Anna Hager im Nahen Osten

15.07.2016

Anna Hager, Doktorandin am Institut für Orientalistik war im Zuge eines 7-monatigen Forschungsaufenthaltes in Beirut, Kairo, Jerusalem und Amman.

  • Warum haben Sie sich für einen Auslandsaufenthalt entschlossen? Inwiefern war dieser wichtig für Ihre Forschung?

Da meine Dissertation unterschiedliche Länder umfasst, entschloss ich mich, das Marietta Blau-Stipendium für Aufenthalte in verschiedenen Städten des Nahen Ostens zu beantragen; in Beirut (drei Monate), Kairo (zwei Monate), Jerusalem (ein Monat) und Amman (ein Monat). Dadurch sollten inhaltliche und methodologische Ziele erreicht werden. Die Auseinandersetzung mit den christlichen Arabern kann nämlich dazu führen, sie lediglich als homogene und passive „Minderheit“ wahrzunehmen. Durch Recherchen an verschiedenen Institutionen wie z.B. die Université Saint-Joseph in Beirut, die dominikanischen und franziskanischen Institute in Kairo, die israelische Nationalbibliothek – um nur ein paar Institutionen zu erwähnen – konnte ich meine Primär- und Sekundärquellen ergänzen und vervollständigen. Diese umfassten jeweils arabisch-sprachige allgemeine und einschlägige Zeitungen (Kirchenzeitungen z.B.) sowie wissenschaftliche Publikationen. Zusätzlich wurden zahlreiche qualitative Interviews geführt mit u.a. Aktivisten, Bischöfe, Intellektuellen. Ebenso wertvoll war der Kontakt vor Ort mit den Wissenschaftlern, insbesondere an der Université Saint-Joseph. Insgesamt konnte ich mit diesem breiten Zugang zu Informationen und verschiedenen Informationsquellen die Komplexität der Thematik meiner Dissertation erfassen und somit die Qualität meiner Dissertation signifikant steigern.

  • Was ist besonders in Erinnerung geblieben? Was war besonders überraschend und aufregend?

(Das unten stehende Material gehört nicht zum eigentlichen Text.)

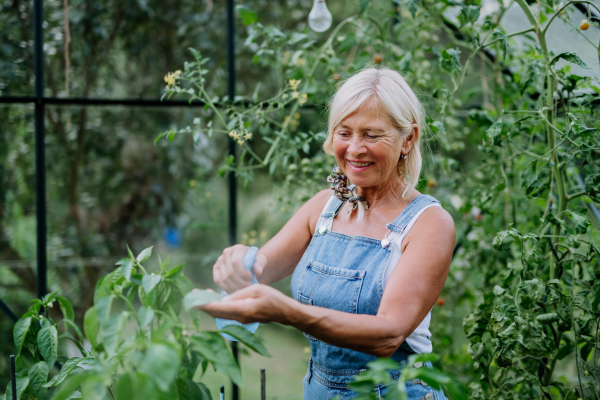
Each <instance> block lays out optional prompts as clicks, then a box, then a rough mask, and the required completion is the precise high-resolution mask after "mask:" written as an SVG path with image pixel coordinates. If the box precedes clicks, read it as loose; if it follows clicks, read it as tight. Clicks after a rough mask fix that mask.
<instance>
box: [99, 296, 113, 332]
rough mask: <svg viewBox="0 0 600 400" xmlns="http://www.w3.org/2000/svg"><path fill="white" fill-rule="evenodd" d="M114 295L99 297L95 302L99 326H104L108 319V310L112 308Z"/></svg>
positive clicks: (107, 321)
mask: <svg viewBox="0 0 600 400" xmlns="http://www.w3.org/2000/svg"><path fill="white" fill-rule="evenodd" d="M114 298H115V296H113V295H110V296H106V297H103V298H101V299H100V300H98V303H97V304H96V312H97V313H98V322H100V326H101V327H102V328H104V326H105V325H106V324H107V323H108V321H109V319H110V310H111V308H112V302H113V300H114Z"/></svg>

Ich war überrascht, wie sehr sich sozusagen schlagartig die Perspektiven ändern, zwischen Europa und dem Nahen Osten, sowie zwischen den einzelnen Ländern. In diesem Zusammenhang erfuhr ich von Seiten meiner Interviewpartner und auch von den Menschen vor Ort ein großes Bedürfnis, mir ihre Sicht der Lage der Christen und des christlich-muslimischen Verhältnisses wieder zu geben. Vor allem in Jordanien erfuhr ich großes Interesse an meiner Arbeit. Aus diesem Grund konnte ich auch Material sammeln, welches über den unmittelbaren Fokus meiner Dissertation hinausreicht, und Gegenstand weiterer wissenschaftliche Arbeiten sein wird. Im Allgemeinen blicke ich auf eine sehr spannende und bereichernde Zeit zurück und würde daher jedem Doktoranden bzw. jeder Doktorandin empfehlen, einen Auslandsaufenthalt zu absolvieren, wenn er/sie die Möglichkeit dazu hat. Ein solcher Aufenthalt stellt nicht nur einen wissenschaftlichen Mehrwert dar, sondern auch einen persönlichen. Ich habe z.B. an mir ungeahnte Eigenschaften entdeckt. Obwohl ich von Natur aus eher schüchtern bin, begann ich mit der Zeit, mit den Menschen in den Bussen, in der U-Bahn, am Markt, usw. zu plaudern und zu lachen.

  • Haben Sie Tipps für andere betreffend der Planung und Durchführung eines Forschungsaufenthaltes im Ausland?

Ein solcher Aufenthalt erfordert ein großes Ausmaß an Organisation im Vorfeld (Flüge, Unterkunft, Visum, Arbeitsplatz, usw.) Gleichzeitig ist natürlich auch eine gewisse Flexibilität gefragt. Diese ist gefragt im Falle von nicht vorhandenen Quellen an den vermuteten Einrichtungen, Stromausfällen und sonstigen technischen Herausforderungen. Deshalb sollte genug Zeit für jeden Arbeitsschritt eingeplant werden.

  • Anna Hager forscht in ihrer Disseration zu christlich-muslimischen Beziehungen im Kontext des islamkritischen Videos „die Unschuld der Muslime“ in Ägypten, Israel, Jordanien, Libanon und in den Palästinensischen Gebieten. Ihr Auslandaufenthalt wurde durch das Marietta Blau Stipendium finanziell unterstützt.